Trapdoor one-way functions on elliptic curves and their application to shorter signatures and asymmetric encryption

Assignee

• Certicom Corp. · CA

Inventors

• Daniel R. L. Brown · Mississauga, CA
• Robert P. Gallant · Corner Brook, CA
• Scott A. Vanstone · Waterloo, CA
• Marinus Struik · Toronto, CA

Key dates

Classification

• Technology area (CPC H)Electricity
• CPC primaryH04L9/3252
• WIPO fieldDigital communication
• WIPO sectorElectrical engineering

Abstract

The present invention provides a new trapdoor one-way function. In a general sense, some quadratic algebraic integer z is used. One then finds a curve E and a rational map defining [z] on E. The rational map [z] is the trapdoor one-way function.

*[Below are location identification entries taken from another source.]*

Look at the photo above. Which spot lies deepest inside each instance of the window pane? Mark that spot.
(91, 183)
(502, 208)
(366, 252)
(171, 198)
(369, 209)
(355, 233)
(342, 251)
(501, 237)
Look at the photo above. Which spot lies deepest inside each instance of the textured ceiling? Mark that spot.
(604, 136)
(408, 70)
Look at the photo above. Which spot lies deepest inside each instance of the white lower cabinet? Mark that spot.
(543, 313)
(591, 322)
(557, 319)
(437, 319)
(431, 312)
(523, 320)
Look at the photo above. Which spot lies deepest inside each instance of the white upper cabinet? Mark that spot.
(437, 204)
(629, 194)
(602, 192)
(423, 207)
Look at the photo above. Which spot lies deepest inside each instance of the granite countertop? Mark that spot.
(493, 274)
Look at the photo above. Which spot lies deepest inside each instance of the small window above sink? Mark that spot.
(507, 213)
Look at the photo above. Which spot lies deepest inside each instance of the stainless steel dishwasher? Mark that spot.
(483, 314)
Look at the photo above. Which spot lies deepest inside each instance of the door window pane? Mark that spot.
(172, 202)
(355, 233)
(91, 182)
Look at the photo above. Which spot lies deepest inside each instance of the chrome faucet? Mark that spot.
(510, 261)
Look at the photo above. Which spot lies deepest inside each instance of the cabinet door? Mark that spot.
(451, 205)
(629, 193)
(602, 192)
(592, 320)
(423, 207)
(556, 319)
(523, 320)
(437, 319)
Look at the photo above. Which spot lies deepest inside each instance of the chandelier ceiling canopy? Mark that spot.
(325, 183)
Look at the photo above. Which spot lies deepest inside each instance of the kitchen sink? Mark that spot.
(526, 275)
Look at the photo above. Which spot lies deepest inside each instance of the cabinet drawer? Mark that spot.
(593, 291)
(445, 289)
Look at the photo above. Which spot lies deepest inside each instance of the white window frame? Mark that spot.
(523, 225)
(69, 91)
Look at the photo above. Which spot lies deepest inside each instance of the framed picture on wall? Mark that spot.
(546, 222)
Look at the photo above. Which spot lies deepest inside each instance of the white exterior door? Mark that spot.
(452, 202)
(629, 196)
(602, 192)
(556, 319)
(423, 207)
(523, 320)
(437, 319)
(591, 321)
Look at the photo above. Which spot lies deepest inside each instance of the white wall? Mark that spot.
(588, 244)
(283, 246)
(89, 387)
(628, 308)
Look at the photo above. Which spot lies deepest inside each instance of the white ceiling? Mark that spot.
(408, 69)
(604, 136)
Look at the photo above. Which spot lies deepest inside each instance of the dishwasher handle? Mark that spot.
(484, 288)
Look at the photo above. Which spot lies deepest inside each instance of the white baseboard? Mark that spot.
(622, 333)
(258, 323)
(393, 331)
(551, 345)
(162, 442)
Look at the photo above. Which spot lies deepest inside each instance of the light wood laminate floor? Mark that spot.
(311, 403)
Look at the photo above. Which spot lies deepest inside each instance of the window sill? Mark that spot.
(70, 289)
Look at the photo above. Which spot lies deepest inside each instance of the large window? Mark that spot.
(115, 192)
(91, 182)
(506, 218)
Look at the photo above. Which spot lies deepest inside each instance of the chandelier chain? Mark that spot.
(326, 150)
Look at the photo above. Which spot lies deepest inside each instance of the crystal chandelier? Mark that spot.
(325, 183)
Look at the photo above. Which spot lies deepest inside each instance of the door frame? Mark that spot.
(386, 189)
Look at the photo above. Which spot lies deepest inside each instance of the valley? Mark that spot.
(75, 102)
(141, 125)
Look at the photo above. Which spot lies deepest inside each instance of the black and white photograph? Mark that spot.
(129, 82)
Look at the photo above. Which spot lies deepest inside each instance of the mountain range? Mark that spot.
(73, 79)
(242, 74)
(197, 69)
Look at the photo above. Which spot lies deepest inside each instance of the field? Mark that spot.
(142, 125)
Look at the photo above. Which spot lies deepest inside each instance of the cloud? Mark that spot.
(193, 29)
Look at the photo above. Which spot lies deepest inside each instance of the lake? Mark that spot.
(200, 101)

A judicious selection of z will ensure that [z] can be efficiently computed, that it is difficult to invert, that determination of [z] from the rational functions defined by [z] is difficult, and knowledge of z allows one to invert [z] on a certain set of elliptic curve points. Every rational map is a composition of a translation and an endomorphism. The most secure part of the rational map is the endomorphism as the translation is easy to invert. If the problem of inverting the endomorphism and thus [z] is as hard as the discrete logarithm problem in E, then the size of the cryptographic group can be smaller than the group used for RSA trapdoor one-way functions.